Similarity measures and distances: Basic reference and examples for data science practitioners
Last updated:WIP Alert This is a work in progress. Current information is correct but more content may be added in the future.
Euclidean distance
$$ \text{dist}(\vec{x},\vec{y})=\sqrt{\sum^n_{i=1} (x_i - y_i)^2} $$
When to use
- When you have normalized vectors.
Manhattan distance
Also called "city-block" distance
$$ \text{dist}(\vec{x},\vec{y})=\sum^n_{i=1} |x_i - y_i| $$
Mahalanobis distance
$$ \text{dist}(\vec{x},\vec{y})= \sqrt{(\vec{x} - \vec{y})' {\rm \bf C}^{-1} (\vec{x} - \vec{y}) } $$
where \(\vec{x}\) and \(\vec{y}\) are two points from the same distribution which has covariance matrix \({\rm \bf C}\).
The Mahalanobis distance takes into account how spread apart points are in the dataset (i.e. the variance of the dataset) to weigh the absolute distance from one point to another.
the Mahalanobis distance (right) may be a better and more
intuitive distance metric.
Source: UWaterloo Stats Wiki
Intuitively: an absolute distance of 2 in a dataset that's very compact (i.e. low-variance) is more significant than an absolute distance of 2 in a dataset where points are normally very much apart from each other (i.e. high variance).
When to use
- When your points are correlated
- When the covariance of the points is very far from spherical.
Notes
- The Mahalanobis distance corresponds to the Euclidean distance when the points are uncorrelated (i.e. when the covariance matrix is the identity matrix)
Cosine distance
$$ \text{dist}(\vec{x},\vec{y})=\frac{\vec{x} \bullet \vec{y}}{ \sqrt{\vec{x} \bullet \vec{x}} \sqrt{\vec{y} \bullet \vec{y}}} $$
where \(\bullet\) is the dot product between \(\vec{x}\) and \(\vec{y}\).

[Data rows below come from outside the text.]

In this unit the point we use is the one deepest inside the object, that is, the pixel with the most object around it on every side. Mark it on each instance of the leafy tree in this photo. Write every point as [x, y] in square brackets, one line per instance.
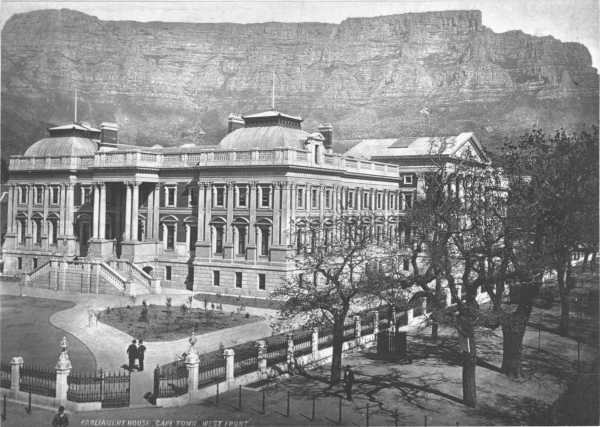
[563, 198]
[330, 279]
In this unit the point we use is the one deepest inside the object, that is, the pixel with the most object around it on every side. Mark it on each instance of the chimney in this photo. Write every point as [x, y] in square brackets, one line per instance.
[109, 133]
[327, 131]
[234, 121]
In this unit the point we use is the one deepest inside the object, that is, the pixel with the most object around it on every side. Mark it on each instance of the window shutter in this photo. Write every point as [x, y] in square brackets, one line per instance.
[180, 231]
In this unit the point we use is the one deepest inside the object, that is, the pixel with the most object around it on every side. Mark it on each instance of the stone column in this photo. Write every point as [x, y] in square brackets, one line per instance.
[314, 342]
[63, 368]
[127, 235]
[96, 226]
[228, 252]
[102, 212]
[192, 362]
[200, 221]
[16, 363]
[252, 199]
[156, 211]
[135, 201]
[261, 350]
[357, 328]
[229, 355]
[276, 232]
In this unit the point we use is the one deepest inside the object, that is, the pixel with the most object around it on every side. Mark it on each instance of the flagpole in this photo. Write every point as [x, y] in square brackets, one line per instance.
[75, 107]
[273, 92]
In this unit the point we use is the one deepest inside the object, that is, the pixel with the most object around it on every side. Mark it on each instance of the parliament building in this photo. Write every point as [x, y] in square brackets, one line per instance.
[88, 214]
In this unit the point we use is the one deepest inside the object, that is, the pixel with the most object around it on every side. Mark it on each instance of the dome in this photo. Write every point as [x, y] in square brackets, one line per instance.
[73, 146]
[264, 138]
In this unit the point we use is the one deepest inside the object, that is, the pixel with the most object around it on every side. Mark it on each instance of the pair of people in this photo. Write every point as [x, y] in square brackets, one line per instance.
[136, 351]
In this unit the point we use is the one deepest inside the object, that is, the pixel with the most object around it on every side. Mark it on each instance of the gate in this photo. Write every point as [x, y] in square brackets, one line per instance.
[390, 345]
[116, 389]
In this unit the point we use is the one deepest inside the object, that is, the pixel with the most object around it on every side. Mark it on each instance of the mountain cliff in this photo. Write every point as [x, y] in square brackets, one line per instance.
[170, 83]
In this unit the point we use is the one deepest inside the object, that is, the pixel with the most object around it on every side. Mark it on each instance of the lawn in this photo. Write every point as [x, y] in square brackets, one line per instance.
[26, 331]
[163, 324]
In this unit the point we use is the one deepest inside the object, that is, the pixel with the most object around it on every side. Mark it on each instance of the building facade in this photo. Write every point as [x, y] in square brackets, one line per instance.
[222, 219]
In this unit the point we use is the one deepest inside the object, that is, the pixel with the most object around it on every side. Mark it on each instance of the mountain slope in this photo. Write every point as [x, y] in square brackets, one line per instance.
[166, 83]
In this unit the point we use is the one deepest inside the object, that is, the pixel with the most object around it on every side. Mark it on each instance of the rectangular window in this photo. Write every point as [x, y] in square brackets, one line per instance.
[39, 195]
[54, 195]
[22, 194]
[86, 195]
[170, 236]
[300, 202]
[192, 197]
[171, 193]
[350, 200]
[408, 200]
[265, 197]
[220, 197]
[242, 197]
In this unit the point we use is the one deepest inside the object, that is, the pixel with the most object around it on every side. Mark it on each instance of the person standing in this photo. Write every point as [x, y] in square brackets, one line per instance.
[132, 353]
[348, 382]
[140, 353]
[60, 419]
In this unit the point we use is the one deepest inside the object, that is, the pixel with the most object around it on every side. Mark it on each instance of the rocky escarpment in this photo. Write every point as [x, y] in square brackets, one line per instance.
[168, 83]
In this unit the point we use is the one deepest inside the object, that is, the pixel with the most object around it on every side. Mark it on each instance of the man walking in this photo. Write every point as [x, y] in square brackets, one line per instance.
[140, 353]
[132, 353]
[348, 382]
[60, 419]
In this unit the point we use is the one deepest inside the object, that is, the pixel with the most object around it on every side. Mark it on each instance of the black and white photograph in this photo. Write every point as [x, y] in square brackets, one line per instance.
[299, 213]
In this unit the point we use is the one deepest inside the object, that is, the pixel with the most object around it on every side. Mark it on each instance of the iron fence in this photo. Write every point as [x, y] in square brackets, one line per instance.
[85, 387]
[211, 372]
[325, 338]
[276, 352]
[5, 374]
[116, 389]
[303, 344]
[245, 362]
[171, 383]
[38, 381]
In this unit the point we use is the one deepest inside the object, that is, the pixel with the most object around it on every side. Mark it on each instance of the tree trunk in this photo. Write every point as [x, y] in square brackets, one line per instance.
[513, 331]
[564, 301]
[468, 375]
[336, 358]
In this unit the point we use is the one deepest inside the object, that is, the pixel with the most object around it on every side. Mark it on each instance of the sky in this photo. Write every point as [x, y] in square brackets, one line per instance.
[566, 20]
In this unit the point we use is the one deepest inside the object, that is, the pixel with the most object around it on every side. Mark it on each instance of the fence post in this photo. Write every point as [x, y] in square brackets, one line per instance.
[229, 355]
[375, 322]
[192, 362]
[290, 352]
[261, 350]
[314, 341]
[16, 363]
[357, 329]
[63, 369]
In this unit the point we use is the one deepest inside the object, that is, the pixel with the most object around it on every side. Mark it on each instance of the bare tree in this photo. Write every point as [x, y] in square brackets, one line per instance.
[330, 280]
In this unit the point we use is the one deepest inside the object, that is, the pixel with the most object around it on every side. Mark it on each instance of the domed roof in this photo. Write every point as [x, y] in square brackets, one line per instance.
[264, 138]
[73, 146]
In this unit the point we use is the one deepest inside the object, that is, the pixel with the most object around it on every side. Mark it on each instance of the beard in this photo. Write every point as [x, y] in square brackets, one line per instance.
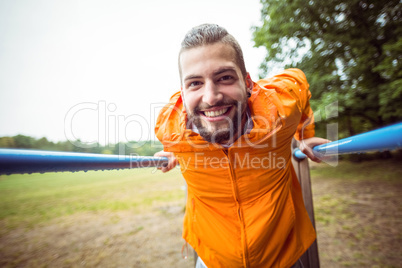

Cosine similarity measures the angle between two vectors in the vector space.
When to use
- When you do not want to take vector magnitudes into account, only their directions (for example, when using word frequencies to represent a document).
Notes
- Cosine distance is the same for normalized and unnormalized vectors.